Tristement, au Canada et ailleurs, nous avons choisi la deuxième option, et dans certains cas, la troisième. Les subventions à l’industrie des combustibles fossiles, l’industrie la plus rentable, continuent d’arriver malgré l’engagement du G20 en 2009 de les éliminer. Le Canada, à lui seul, encourage l’industrie à hauteur d’environ 3,3 milliards $ par année en allègements fiscaux et subventions, et ce montant ne comprend pas les incitatifs provinciaux. Les politiciens disent qu’ils se préoccupent du climat pendant qu’ils argumentent qu’il nous faut plus de bitume, de gaz naturel et de charbon pour l’alimenter la croissance économique et la population humaine, et plus de pipelines pour acheminer notre « produit » jusqu’à la côte et aux marchés étrangers. La Saskatchewan a les meilleures ressources éoliennes et solaires du Canada, mais le gouvernement met l’accent sur les systèmes coûteux et peu fiables comme la captation du carbone et le stockage tout en décriant la tarification du carbone et d’autres outils pour réduire les émissions.

Tout est une forme de déni.

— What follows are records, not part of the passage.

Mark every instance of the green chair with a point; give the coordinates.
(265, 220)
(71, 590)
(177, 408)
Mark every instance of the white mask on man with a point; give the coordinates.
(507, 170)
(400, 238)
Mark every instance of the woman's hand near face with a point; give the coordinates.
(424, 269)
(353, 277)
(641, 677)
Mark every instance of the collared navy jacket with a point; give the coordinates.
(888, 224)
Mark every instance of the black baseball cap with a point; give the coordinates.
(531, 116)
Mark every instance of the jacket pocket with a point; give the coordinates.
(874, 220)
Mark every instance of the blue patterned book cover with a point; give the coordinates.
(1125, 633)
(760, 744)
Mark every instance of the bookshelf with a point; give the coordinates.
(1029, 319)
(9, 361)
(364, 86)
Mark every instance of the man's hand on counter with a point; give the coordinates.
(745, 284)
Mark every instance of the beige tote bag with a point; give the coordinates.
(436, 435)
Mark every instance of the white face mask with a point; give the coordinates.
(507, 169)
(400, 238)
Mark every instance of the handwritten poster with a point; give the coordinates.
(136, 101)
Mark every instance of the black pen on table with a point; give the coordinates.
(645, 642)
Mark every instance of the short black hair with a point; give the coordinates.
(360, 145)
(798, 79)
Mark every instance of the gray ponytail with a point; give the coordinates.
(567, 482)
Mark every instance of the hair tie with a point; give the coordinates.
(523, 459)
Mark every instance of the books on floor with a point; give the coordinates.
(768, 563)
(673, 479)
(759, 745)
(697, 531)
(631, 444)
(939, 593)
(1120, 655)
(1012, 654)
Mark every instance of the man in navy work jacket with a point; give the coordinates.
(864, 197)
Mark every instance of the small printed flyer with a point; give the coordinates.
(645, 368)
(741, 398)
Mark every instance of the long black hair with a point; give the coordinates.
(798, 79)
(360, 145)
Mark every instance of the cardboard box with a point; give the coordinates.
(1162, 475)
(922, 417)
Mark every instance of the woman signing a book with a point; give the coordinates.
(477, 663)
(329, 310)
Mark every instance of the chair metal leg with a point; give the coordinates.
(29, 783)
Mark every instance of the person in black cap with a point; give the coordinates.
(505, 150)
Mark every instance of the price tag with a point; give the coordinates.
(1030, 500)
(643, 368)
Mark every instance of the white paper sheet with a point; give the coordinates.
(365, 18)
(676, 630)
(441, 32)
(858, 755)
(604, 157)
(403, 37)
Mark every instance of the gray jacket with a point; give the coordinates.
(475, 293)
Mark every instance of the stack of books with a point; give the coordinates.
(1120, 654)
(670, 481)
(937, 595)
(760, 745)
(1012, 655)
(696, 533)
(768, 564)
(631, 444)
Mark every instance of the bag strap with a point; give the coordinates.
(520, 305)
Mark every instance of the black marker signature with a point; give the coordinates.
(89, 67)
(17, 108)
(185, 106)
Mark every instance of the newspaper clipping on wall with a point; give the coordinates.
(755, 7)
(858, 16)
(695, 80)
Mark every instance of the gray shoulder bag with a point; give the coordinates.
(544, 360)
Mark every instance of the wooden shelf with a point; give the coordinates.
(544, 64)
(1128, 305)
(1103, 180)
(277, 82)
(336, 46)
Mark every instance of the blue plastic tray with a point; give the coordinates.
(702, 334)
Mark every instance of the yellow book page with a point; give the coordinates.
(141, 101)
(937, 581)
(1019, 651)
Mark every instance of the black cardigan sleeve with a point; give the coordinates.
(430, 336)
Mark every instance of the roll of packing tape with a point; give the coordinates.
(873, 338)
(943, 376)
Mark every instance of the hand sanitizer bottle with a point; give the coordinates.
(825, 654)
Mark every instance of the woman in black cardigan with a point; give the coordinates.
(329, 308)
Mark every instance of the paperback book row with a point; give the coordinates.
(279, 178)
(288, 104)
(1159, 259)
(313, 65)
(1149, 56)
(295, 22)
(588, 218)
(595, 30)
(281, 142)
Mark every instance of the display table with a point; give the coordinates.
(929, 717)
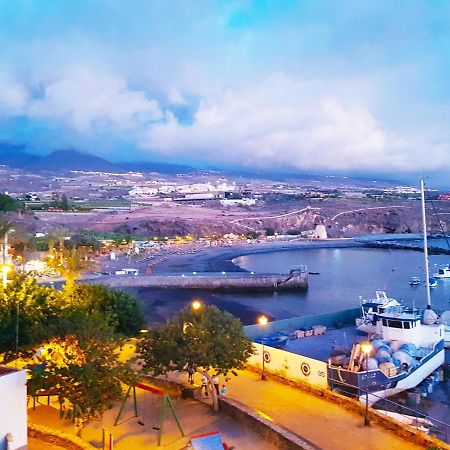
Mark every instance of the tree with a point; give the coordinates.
(196, 339)
(8, 204)
(121, 309)
(84, 369)
(70, 263)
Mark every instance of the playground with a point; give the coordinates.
(149, 416)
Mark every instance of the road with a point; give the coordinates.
(325, 424)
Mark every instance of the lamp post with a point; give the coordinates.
(196, 305)
(366, 348)
(5, 270)
(263, 321)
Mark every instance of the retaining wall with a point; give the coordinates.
(335, 319)
(281, 437)
(59, 438)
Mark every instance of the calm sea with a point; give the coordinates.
(344, 275)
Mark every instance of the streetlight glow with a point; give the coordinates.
(263, 320)
(366, 347)
(196, 305)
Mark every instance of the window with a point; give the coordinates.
(395, 323)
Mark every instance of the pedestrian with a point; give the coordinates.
(191, 375)
(215, 381)
(205, 385)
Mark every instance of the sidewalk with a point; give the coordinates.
(323, 423)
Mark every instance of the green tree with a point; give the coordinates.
(196, 339)
(70, 263)
(121, 309)
(84, 369)
(9, 204)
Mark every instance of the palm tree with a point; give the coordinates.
(6, 226)
(59, 235)
(71, 263)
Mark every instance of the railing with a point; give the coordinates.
(436, 427)
(107, 440)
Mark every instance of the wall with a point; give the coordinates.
(291, 366)
(330, 320)
(13, 409)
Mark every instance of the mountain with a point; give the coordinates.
(63, 160)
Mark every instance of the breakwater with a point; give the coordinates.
(223, 281)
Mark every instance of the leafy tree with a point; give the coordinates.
(121, 309)
(196, 339)
(70, 263)
(86, 372)
(32, 307)
(8, 204)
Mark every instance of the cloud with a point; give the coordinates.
(13, 96)
(286, 123)
(84, 98)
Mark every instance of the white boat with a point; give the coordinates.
(410, 348)
(372, 307)
(443, 272)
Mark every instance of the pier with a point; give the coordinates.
(225, 281)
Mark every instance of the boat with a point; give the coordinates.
(443, 272)
(370, 308)
(410, 346)
(276, 340)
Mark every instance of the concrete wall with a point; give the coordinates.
(13, 408)
(290, 366)
(330, 320)
(281, 437)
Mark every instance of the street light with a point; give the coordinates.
(263, 321)
(5, 270)
(196, 305)
(366, 348)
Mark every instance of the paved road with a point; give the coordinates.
(323, 423)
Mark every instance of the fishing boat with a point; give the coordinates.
(410, 347)
(443, 272)
(371, 308)
(276, 340)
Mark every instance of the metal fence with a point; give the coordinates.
(383, 405)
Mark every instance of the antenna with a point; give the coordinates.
(425, 245)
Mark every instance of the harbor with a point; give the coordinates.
(224, 281)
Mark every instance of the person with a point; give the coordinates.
(205, 385)
(215, 381)
(191, 375)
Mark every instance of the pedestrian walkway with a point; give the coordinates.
(320, 421)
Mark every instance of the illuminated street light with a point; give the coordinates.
(263, 321)
(5, 270)
(366, 348)
(196, 305)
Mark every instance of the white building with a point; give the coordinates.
(13, 410)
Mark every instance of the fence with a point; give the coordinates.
(335, 319)
(383, 405)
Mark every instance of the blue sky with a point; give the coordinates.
(330, 86)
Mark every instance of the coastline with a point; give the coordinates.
(218, 259)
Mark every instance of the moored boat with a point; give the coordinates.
(443, 272)
(410, 347)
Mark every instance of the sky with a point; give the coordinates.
(339, 86)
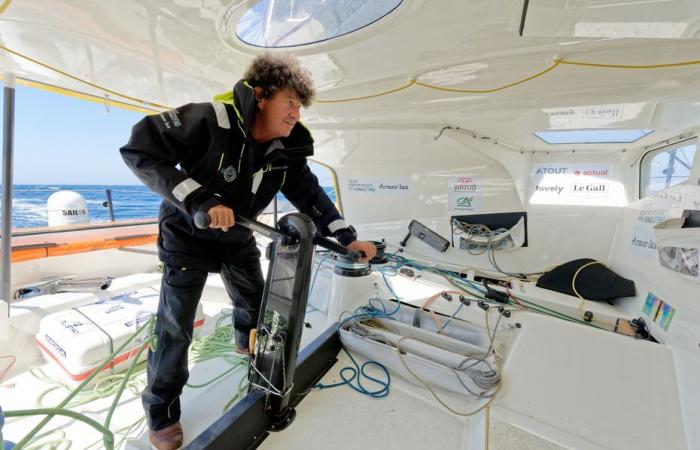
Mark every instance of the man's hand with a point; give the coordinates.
(364, 247)
(221, 216)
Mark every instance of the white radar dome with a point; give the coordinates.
(66, 208)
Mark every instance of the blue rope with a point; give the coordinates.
(350, 374)
(447, 322)
(356, 373)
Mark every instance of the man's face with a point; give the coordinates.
(280, 113)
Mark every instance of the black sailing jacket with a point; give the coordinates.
(220, 163)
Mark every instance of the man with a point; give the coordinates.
(233, 159)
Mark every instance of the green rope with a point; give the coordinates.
(59, 408)
(51, 412)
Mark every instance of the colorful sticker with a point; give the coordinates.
(660, 312)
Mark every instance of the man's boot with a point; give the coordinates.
(169, 438)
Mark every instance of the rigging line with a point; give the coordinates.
(488, 91)
(80, 80)
(630, 66)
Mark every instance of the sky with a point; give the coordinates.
(62, 140)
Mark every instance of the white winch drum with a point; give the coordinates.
(79, 339)
(67, 208)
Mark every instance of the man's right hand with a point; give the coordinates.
(221, 216)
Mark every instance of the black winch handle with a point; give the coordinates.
(333, 246)
(201, 220)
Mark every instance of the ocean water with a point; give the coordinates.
(128, 202)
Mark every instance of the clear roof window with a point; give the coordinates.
(591, 136)
(291, 23)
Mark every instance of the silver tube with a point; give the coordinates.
(7, 156)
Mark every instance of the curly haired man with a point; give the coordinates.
(225, 159)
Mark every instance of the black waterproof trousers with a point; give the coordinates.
(181, 289)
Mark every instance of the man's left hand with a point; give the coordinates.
(365, 248)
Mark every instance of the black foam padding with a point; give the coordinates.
(595, 282)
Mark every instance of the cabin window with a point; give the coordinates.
(666, 167)
(291, 23)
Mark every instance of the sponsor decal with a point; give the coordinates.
(464, 193)
(170, 119)
(660, 312)
(53, 344)
(379, 185)
(73, 327)
(571, 184)
(652, 212)
(139, 320)
(230, 174)
(74, 212)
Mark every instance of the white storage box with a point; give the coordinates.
(678, 247)
(81, 338)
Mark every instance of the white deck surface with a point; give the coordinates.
(563, 385)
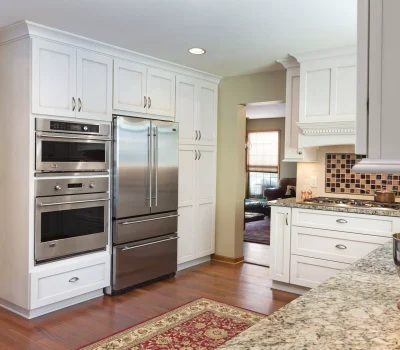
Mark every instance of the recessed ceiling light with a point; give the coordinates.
(197, 51)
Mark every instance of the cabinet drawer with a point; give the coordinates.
(357, 223)
(54, 285)
(309, 272)
(333, 245)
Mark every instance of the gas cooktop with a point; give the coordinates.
(352, 203)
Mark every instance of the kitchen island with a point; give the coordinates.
(356, 309)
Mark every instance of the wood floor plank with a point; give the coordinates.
(242, 285)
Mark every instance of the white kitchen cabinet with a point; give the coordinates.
(328, 90)
(53, 78)
(94, 86)
(70, 83)
(161, 93)
(377, 121)
(292, 131)
(130, 86)
(280, 244)
(206, 122)
(196, 223)
(196, 111)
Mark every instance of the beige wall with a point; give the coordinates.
(286, 169)
(231, 174)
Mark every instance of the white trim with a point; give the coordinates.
(195, 262)
(50, 308)
(290, 288)
(322, 54)
(34, 30)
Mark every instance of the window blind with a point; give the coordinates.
(263, 151)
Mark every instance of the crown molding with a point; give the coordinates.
(27, 29)
(322, 54)
(289, 62)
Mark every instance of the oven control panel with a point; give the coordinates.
(75, 127)
(69, 186)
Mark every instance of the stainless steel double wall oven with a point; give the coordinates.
(71, 188)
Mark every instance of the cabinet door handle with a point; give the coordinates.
(340, 246)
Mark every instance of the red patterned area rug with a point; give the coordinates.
(202, 324)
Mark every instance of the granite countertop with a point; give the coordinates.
(356, 309)
(293, 203)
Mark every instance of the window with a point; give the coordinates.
(262, 161)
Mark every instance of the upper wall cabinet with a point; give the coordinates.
(139, 88)
(292, 131)
(196, 103)
(69, 82)
(378, 80)
(327, 111)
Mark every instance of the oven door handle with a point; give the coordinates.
(146, 244)
(89, 137)
(75, 202)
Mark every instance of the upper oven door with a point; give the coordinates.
(66, 225)
(66, 152)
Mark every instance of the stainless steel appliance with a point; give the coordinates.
(71, 216)
(72, 146)
(145, 200)
(352, 203)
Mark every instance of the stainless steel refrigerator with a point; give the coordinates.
(145, 200)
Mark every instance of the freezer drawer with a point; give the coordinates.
(144, 227)
(143, 261)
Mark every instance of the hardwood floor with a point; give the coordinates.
(255, 253)
(243, 285)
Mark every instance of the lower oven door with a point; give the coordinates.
(144, 261)
(64, 152)
(67, 225)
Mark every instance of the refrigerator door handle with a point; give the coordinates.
(156, 164)
(150, 170)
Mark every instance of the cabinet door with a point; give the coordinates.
(53, 79)
(94, 86)
(206, 178)
(280, 244)
(186, 108)
(292, 130)
(207, 116)
(130, 86)
(187, 205)
(161, 92)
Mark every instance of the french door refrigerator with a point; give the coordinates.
(145, 200)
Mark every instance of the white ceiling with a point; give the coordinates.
(240, 36)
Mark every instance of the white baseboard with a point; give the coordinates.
(193, 262)
(52, 307)
(291, 288)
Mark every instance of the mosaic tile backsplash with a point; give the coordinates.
(341, 179)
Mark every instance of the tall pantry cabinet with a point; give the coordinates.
(196, 112)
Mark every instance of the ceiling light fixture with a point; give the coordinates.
(197, 51)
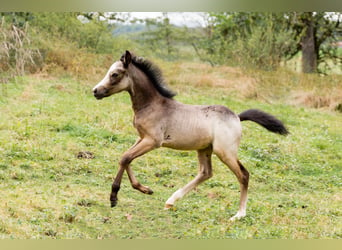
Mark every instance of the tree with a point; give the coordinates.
(266, 39)
(260, 39)
(317, 32)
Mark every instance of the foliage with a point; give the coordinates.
(265, 39)
(17, 53)
(48, 191)
(258, 39)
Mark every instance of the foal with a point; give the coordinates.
(163, 122)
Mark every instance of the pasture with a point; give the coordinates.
(60, 147)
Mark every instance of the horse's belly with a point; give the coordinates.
(191, 139)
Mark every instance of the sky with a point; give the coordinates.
(190, 19)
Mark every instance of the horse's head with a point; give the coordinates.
(116, 79)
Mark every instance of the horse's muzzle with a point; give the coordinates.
(98, 94)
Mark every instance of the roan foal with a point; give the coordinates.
(163, 122)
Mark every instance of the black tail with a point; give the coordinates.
(266, 120)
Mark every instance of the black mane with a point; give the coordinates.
(154, 74)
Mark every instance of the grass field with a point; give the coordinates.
(48, 190)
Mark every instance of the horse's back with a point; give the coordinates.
(191, 127)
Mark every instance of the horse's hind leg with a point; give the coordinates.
(242, 175)
(205, 172)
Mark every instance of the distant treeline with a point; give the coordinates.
(30, 42)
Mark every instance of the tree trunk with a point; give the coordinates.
(309, 48)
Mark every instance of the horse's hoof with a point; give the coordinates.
(168, 206)
(113, 203)
(149, 191)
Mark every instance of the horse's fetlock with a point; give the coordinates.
(125, 161)
(115, 188)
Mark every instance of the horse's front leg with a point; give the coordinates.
(141, 147)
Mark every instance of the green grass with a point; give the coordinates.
(48, 192)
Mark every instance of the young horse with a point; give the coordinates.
(163, 122)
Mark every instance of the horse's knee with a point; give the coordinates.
(244, 174)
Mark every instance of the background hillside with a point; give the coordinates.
(60, 147)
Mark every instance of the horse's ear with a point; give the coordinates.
(127, 59)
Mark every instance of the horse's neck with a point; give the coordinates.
(142, 93)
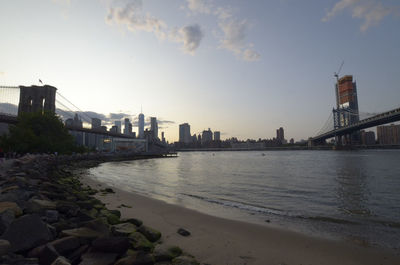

Économiser de l’énergie, entamer le passage à des sources propres, réduire l’utilisation de l’automobile en améliorant le transport en commun et les infrastructures pour piétons et cyclistes, protéger et restaurer les puits de carbone naturels comme les forêts et les zones humides, et contrôler les émissions agricoles sont tous des objectifs possibles, et ils créeraient beaucoup d’emplois et d’opportunités économiques.
La plupart des gouvernements nationaux se sont engagés à respecter les objectifs de l’accord de Paris de 2015, soit limiter le réchauffement climatique à 2oC sous les niveaux préindustriels, avec un objectif ambitieux de 1,5oC. Nous avons déjà presque atteint ce dernier, avec des conséquences de plus en plus importantes, y compris l’augmentation des phénomènes météorologiques extrêmes, des pénuries d’eau et de nourriture, des crises migratoires et des extinctions. Nous devons réussir à conserver l’énergie, nous retirer rapidement de l’énergie produite par la combustion du charbon et continuer à développer des énergies renouvelables.

Comme Oil Change International l’a dit, « Si vous êtes dans un trou, arrêtez de creuser. »

*Texte traduit de l’anglais par Francis Grenier

David Suzuki est scientifique, vulgarisateur, auteur et cofondateur de la Fondation David Suzuki. Article écrit en collaboration avec Ian Hanington, rédacteur en chef à la Fondation David Suzuki.